Handlesen – Lebenslinien lesen?

Dr. Utz Anhalt
Handlesen (Chirologie) bezeichnet eine esoterische Methode, die Eigenschaften und das Schicksal eines Menschen an der Form der Hand, wie zum Beispiel an der Länge der Finger, der Fingerballen und Fingernägel, zu erkennen. Besondere Bedeutung haben dabei die Handlinien im Handballen. Handlesen ist dabei nur ein Teil der Physiognomik, also der Idee, anhand äußerlicher Merkmale eines Menschen sein Schicksal und seine Wesenszüge zu bestimmen. Dabei werden unter anderem die Länge und Form der Nase, die Breite der Stirn und Größe der Ohren herangezogen.
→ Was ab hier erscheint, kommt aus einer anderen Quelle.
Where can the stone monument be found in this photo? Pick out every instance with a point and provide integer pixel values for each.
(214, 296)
Chirologie – Die wichtigsten Fakten

  • Handlesen ist eine esoterische Methode, die aus Handlinien, Fingerform und so weiter Rückschlüsse auf den Charakter und die Eigenschaften eines Menschen zieht.
  • Chirologie gibt es seit der Antike und sie gehört zu den magisch-vorwissenschaftlichen Praktiken, mit denen sich unsere Vorfahren die Welt erklärten.
  • Chirologie gehört zur Physiognomik, die den Charakter eines Menschen durch äußerliche Merkmale erkennen soll.
  • Physiognomik spielte eine verhängnisvolle Rolle in der „Rassenkunde“ des 19. und 20. Jahrhunderts und war eine wesentliche Ideologie im Völkermord der Nationalsozialisten.
  • Wissenschaftler lehnen heute das Handlesen ab. Unter Esoterikern gilt es hingegen oft noch als „Geheimwissenschaft“.
Beim Handlesen (Chirologie) spielt das Setting, also die Umgebung, eine nicht unwichtige Rolle, um glaubwürdig zu wirken. (Bild: DedMityay/fotolia.com)
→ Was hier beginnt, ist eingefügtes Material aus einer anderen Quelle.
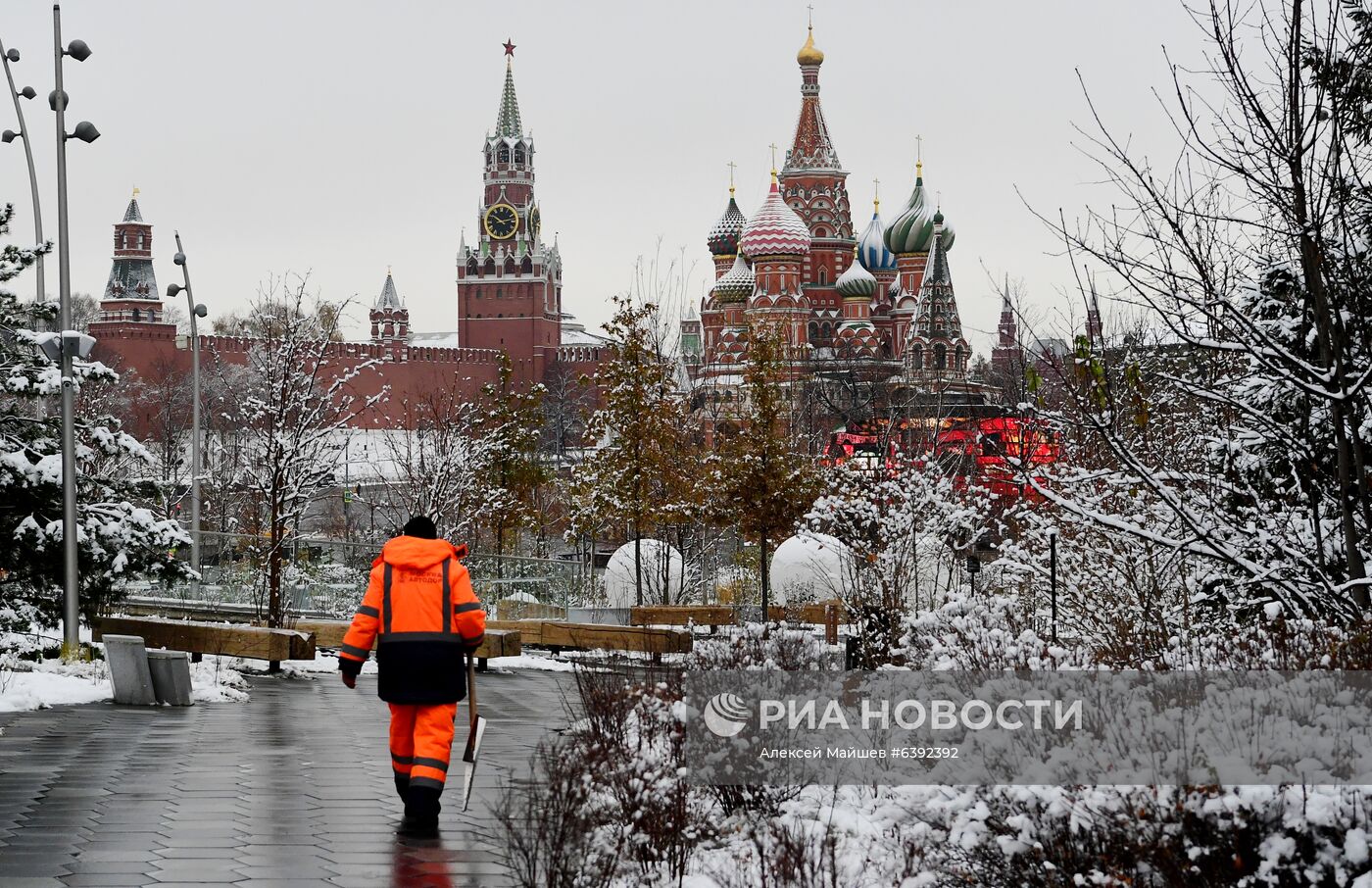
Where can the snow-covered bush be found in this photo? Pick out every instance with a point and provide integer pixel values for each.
(119, 537)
Was meint die Chirologie zu erkennen?

Handlesen deutet zum einen Eigenschaften wie Warmherzigkeit, Ehrgeiz, Selbstwertgefühl, zum anderen Interessen und eine „Lebenskraft“. Die Form von Hand und Fingern soll die Anfälligkeit gegenüber Krankheiten ebenso anzeigen wie die allgemeine Gesundheit.
Allein die Form der Finger soll zum Beispiel diverse Aspekte ausdrücken:

  • Lange Finger stehen für Intelligenz, Menschen mit kurzen Fingern sind hingegen nicht die hellsten.
  • Große Fingerglieder zeichnen jemand aus, der zwar langsam denkt, dafür aber gewissenhaft arbeitet.
  • Spatelförmige Finger haben hingegen tatkräftige Menschen
  • Eckige Finger deuten auf einen vorsichtigen Charakter hin.
  • Menschen mit dicken und kurzen Fingern denken nur an sich.
  • Personen mit langen schlanken Fingern haben indes einen besonderen Sinn für Schönheit, sind aber auch introvertiert.
  • „Wurstfinger“ stehen für jemand, der auch gerne Würste isst, also zur Fress- und anderer Genusssucht neigt.

Besonders wichtig sollen die Handlinien sein, denn sie zeigen angeblich den Lebensweg eines Menschen. So gibt es

  • die Magenlinie,
  • die Lebenslinie,
  • die Herzlinie,
  • die Sonnenlinie,
  • die Partnerschaftslinien,
  • die Neptunlinie,
  • die Uranuslinie,
  • die Schicksalslinie
  • oder die Kopflinie.

Eine gerade und lange Lebenslinie steht demnach für ein langes Leben ohne Krisen. Wird diese Linie durchbrochen, zeigt das angeblich Lebenskrisen an. Bei den Liebeslinien soll ein ausgeprägtes Grübchen auf eine Ehe hindeuten.

Eine alte Geschichte

Chirologie reicht zurück in die frühe Antike und ist aus Indien ebenso überliefert wie aus Ägypten, Babylon und Assyrien. In diesen frühen Hochkulturen fiel die Handlesekunde unter die Wissenschaften und gehörte zu den Methoden von Ärzten. Sie hing dabei eng zusammen mit der Astrologie, also dem Glauben, aus dem Stand der Sterne etwas über einen Menschen aussagen zu können. Aus den Händen „zu lesen“ war – neben der Interpretation des Gesichtes – die wichtigste „Lesekunde“ der Physiognomik. Da die Hände einer der komplexesten Teile des sichtbaren menschlichen Körpers sind (neben dem Gesicht) und unzählige Muskeln und Nerven daran beteiligt sind, dass sie funktionieren können, wundert es nicht, dass bereits für unsere Vorfahren klar gewesen sein musste, dass sie „geheimnisvoll“ mit unseren Gedanken und Gefühlen interagieren.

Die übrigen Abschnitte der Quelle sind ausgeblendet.